Speaker
Dr Stuart Lee's current research is on the works of J. R. R. Tolkien, fantasy literature, WW1 Poetry, and also digital humanities. Stuart has worked extensively on Tolkien's fiction and manuscripts of publishing on his interactions with the poem 'The Wanderer', 'The Battle of Maldon', interviews with the BBC, and editing the Blackwells/Wiley Companion to J R R Tolkien (2014; revised edition scheduled for 2021), and two editions (with E. Solopova) of The Keys of Middle-earth. Stuart has also edited the Routledge Major Works four-volume set on Tolkien.
Speaker
Michael Ward is an Associate Member of the Faculty of Theology and Religion at the University of Oxford. He is the author of the award-winning Planet Narnia: The Seven Heavens in the Imagination of C.S. Lewis (Oxford University Press, 2008) and co-editor of The Cambridge Companion to C.S. Lewis (Cambridge University Press, 2010). He presented the BBC1 television documentary, The Narnia Code (2010).
Speaker
Dr Mark Atherton is a Senior Lecturer in English Language at Regent's Park College, Oxford University. His publications include There and Back Again: J.R.R.Tolkien and the Origins of The Hobbit (London: I.B. Tauris, 2012/2014), which covers the literary and linguistic interests of J.R.R. Tolkien and their influence on his fictional writings. Mark has also contributed a chapter ‘Tolkien and Old English’ to A Tolkien Companion, ed. Stuart Lee.
Speaker
Margaret Kean is the Dame Helen Gardner Fellow and Tutor in English at St Hilda’s College, Oxford and an Associate Professor in the English Faculty of the University of Oxford.

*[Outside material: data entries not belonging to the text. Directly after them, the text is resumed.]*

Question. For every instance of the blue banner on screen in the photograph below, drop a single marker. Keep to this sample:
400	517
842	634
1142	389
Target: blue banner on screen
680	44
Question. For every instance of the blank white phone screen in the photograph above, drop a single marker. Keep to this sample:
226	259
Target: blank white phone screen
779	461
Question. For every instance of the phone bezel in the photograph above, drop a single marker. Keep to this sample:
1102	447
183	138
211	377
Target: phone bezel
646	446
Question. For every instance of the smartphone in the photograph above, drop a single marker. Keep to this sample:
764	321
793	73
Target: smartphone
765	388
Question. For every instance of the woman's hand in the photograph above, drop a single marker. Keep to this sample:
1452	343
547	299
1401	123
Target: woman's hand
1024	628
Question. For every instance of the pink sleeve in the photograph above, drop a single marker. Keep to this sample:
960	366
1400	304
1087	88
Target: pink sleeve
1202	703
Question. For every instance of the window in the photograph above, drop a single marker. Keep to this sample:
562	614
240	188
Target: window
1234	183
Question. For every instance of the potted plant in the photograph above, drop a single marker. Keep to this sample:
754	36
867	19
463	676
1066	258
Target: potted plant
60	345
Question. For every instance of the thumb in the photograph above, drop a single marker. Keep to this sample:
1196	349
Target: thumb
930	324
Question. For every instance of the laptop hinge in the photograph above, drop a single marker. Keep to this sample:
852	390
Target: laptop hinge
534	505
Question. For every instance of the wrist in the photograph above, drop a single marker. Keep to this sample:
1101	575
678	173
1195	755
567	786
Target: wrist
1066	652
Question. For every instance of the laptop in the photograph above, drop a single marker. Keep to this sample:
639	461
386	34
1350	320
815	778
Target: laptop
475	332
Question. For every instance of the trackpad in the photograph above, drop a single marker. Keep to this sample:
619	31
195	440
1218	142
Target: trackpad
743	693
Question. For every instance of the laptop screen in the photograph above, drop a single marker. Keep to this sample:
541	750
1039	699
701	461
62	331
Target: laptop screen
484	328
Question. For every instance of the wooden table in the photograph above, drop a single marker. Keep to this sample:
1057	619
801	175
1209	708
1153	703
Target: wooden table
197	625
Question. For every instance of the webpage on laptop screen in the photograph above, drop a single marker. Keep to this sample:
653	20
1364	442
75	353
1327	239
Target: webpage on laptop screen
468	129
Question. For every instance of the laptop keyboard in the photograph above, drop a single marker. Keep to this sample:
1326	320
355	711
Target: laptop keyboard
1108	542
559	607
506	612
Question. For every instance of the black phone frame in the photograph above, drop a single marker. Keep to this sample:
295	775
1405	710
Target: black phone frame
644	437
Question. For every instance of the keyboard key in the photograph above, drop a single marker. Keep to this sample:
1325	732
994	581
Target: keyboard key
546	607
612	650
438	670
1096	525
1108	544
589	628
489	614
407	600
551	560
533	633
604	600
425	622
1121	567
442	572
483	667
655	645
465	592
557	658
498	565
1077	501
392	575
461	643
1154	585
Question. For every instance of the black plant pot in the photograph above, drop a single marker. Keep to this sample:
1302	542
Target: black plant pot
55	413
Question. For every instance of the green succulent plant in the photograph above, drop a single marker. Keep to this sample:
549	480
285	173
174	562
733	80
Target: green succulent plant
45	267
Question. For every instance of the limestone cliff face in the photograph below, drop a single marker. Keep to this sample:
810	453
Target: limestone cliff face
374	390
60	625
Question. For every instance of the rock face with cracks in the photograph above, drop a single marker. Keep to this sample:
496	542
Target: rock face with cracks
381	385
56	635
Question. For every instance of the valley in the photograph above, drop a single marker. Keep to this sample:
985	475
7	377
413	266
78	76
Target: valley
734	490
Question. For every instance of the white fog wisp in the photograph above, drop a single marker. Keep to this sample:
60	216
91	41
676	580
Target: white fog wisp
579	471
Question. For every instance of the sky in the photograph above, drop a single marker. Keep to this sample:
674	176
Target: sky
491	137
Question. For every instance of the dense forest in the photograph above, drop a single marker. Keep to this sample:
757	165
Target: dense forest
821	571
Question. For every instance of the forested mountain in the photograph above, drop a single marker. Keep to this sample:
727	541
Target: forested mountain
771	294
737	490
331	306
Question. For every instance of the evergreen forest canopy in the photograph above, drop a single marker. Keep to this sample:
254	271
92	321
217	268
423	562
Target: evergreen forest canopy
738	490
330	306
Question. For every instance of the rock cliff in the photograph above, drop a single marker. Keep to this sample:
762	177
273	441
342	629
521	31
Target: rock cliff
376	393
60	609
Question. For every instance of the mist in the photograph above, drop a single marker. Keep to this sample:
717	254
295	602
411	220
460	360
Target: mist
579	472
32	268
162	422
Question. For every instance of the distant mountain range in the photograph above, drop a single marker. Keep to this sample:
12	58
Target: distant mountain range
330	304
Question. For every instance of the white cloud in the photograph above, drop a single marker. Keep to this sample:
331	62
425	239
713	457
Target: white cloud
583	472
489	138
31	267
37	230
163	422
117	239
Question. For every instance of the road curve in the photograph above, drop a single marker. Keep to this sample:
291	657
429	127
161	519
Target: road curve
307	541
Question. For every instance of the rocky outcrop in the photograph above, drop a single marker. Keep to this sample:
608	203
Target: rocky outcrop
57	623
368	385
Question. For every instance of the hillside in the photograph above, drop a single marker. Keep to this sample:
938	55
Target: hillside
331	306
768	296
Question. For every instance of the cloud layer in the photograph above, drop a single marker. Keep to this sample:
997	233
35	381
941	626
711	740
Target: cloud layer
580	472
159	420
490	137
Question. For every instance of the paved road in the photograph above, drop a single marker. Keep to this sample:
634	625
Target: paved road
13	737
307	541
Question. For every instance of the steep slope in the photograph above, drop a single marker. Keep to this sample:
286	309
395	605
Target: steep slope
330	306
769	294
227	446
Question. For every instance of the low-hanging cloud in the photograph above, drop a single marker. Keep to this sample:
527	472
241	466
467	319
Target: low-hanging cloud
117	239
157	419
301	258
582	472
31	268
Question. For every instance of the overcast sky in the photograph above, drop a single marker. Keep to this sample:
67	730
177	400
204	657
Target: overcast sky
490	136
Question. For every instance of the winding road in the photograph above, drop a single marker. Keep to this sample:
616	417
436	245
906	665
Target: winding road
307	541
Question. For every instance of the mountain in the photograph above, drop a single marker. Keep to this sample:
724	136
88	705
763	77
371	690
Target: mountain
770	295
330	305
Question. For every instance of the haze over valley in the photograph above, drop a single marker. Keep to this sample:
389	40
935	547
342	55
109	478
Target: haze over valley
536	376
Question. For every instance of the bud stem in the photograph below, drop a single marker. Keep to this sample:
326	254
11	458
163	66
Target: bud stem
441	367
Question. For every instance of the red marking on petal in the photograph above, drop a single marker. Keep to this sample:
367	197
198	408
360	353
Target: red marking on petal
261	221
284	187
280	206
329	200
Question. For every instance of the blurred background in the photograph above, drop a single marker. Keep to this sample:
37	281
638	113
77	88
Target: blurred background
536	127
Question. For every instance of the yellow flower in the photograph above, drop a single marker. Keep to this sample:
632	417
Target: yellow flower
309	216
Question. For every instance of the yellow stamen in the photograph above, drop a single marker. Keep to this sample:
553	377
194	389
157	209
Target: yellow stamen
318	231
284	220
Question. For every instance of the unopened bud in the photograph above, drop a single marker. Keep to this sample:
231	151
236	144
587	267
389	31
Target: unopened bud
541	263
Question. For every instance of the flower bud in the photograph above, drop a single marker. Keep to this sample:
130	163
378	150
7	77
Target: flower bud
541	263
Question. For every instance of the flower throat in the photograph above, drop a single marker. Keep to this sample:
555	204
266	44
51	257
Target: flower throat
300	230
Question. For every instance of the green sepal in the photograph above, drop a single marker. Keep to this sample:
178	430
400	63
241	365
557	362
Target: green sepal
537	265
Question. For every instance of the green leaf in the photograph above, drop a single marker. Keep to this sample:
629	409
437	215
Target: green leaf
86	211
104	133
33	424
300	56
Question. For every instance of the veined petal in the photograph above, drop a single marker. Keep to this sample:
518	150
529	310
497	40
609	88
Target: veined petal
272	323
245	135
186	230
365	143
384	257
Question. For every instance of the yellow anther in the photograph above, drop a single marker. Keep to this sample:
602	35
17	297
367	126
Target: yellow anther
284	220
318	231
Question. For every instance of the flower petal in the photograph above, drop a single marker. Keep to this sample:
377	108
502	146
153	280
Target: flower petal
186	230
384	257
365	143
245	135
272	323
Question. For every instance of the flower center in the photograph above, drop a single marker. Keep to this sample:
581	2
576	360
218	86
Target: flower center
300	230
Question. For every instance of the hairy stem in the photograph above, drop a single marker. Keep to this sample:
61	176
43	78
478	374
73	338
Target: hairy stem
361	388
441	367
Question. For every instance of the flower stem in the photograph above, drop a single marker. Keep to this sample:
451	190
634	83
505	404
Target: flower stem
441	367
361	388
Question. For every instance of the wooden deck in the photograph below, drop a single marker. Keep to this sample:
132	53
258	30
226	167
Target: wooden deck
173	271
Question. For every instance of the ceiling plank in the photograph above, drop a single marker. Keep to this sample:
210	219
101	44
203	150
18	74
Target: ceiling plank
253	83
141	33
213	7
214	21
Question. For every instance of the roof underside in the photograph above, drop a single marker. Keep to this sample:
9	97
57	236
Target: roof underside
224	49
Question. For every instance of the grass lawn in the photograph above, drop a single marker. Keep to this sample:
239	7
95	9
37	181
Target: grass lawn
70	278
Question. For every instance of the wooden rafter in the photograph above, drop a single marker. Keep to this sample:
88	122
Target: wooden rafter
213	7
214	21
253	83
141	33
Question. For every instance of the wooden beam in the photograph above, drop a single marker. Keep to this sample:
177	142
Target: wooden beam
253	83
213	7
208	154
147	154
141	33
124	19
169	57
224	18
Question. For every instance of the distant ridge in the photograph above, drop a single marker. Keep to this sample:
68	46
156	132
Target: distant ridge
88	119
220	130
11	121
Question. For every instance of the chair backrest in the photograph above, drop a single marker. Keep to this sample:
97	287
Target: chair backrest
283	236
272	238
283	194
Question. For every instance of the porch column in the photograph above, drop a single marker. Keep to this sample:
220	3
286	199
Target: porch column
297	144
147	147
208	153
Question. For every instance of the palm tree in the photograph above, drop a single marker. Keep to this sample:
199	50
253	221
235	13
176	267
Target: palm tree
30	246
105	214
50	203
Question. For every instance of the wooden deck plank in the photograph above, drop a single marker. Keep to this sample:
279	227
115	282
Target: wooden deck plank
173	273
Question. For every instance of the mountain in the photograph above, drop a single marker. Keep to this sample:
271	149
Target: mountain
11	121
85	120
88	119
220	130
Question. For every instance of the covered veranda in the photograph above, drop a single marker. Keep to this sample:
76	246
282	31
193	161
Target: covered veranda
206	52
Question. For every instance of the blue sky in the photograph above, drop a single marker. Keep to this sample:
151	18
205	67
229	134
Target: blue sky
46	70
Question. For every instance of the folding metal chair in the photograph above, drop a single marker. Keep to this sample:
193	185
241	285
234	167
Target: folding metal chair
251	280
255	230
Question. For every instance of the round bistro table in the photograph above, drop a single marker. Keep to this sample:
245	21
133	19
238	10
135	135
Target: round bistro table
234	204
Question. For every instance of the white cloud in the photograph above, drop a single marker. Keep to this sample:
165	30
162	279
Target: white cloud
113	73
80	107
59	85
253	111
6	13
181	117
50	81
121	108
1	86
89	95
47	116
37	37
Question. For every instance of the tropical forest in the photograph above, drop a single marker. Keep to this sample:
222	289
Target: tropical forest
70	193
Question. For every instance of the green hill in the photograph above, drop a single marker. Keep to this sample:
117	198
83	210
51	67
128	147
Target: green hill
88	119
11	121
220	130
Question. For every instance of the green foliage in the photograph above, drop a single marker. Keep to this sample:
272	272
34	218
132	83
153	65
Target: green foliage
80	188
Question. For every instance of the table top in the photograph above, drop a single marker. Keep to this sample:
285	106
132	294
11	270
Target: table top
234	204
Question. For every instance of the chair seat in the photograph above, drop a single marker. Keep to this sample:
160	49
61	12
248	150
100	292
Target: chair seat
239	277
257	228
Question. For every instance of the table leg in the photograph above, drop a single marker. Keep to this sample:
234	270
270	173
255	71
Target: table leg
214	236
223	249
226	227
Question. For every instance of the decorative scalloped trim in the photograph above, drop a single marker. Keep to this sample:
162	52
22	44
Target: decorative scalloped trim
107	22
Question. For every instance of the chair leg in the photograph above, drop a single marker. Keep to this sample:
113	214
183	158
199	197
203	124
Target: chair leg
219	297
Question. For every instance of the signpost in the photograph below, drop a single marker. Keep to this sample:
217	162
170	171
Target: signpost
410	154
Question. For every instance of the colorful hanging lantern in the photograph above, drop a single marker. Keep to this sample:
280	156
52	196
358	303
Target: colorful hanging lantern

Her research interests focus on the poetry of John Milton; the epic tradition and its reception history; children’s literature and YA fiction. Her most recent publication is an edited volume, Essays and Studies: The Literature of Hell (2021). Her current research is on the work of the contemporary author, Philip Pullman. For a taster of her current research, please visit https://podcasts.ox.ac.uk/philip-pullmans-his-dark-materials.
Speaker
Dr Laura Varnam is the Lecturer in Old and Middle English at University College, Oxford. She is the author of The Church as Sacred Space in Middle English Literature and Culture (2018) and the co-editor of Encountering The Book of Margery Kempe (2021). She has also published on Harry Potter, medievalism, Daphne du Maurier, and is working on a poetry collection inspired by the women of Beowulf.
Chair
Dr Ben Grant is a Lecturer in English Literature in the Department for Continuing Education, University of Oxford. He has a research background in postcolonial studies and cultural translation. His first book, Postcolonialism, Psychoanalysis and Burton: Power Play of Empire (2009), was about the iconic Victorian explorer and translator, Richard Francis Burton, who began his career as a spy in British India. Ben is also interested in all forms of brevity in literature, and his second book, The Aphorism and Other Short Forms (2016), aims to give a consolidated picture of the exciting and often marginalised genres of the aphorism and related short forms, such as the proverb and the fragment. Ben is currently working on life writing and autobiographical fiction, particularly in the work of Jenny Diski.